TAU-2 Benchmark

This directory contains a small OpenViking-style entry point for TAU-2 memory evaluation. The scope is intentionally narrow:

fresh OpenViking Memory V2 experience-only baseline;
Memory V2 pre-write recall treatment.
trajectory memory retrieval treatment for the refined extraction prompt.
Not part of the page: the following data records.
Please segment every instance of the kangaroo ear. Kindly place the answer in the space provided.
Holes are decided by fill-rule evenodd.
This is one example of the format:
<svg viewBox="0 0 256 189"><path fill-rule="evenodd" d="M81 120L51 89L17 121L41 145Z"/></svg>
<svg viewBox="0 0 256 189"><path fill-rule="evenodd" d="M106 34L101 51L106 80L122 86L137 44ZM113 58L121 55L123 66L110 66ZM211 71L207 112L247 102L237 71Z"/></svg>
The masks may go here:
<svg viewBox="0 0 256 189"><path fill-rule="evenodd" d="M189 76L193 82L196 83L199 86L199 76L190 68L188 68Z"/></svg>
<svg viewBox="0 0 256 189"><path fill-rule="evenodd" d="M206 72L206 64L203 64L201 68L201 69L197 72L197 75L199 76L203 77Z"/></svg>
Category rerank and other harness-only diagnostics are intentionally left out.

Layout

text

benchmark/tau2/
├── config/
│   ├── baseline.yaml
│   ├── official.yaml
│   ├── prewrite.yaml
│   └── trajectory.yaml
├── scripts/
│   ├── run_eval.py
│   ├── setup_tau2_repo.sh
│   └── tau2_common.py
└── run_full_eval.sh

Generated eval artifacts are written to benchmark/tau2/result/<run_id>/. Memory corpus artifacts are cached outside the run id at benchmark/tau2/result/memory_corpora/ by default.

Quick Start

This benchmark delegates task simulation and scoring to an external TAU-2 checkout. Point the runner at that checkout and CLI explicitly when they are not on the default path:

bash

export TAU2_REPO=/path/to/tau2-bench
export TAU2_CLI=/path/to/tau2

The default OpenViking TAU-2 memory evidence protocol is fixed_first_user_full8: retail + airline, 8 repeats, same seeds, confirmation aware user simulator, and fixed first user fixtures for both domains. Later user simulator turns remain live. Set the fixture paths before running the default configs:

bash

export TAU2_RETAIL_FIXED_FIRST_USER_FILE=/path/to/retail/fixed_first_user_fixture.json
export TAU2_AIRLINE_FIXED_FIRST_USER_FILE=/path/to/airline/fixed_first_user_fixture.json

--strict-preflight fails when eval.require_fixed_first_user=true and either fixture is missing. Use config/official.yaml for an explicit non-fixed, official-live-user control.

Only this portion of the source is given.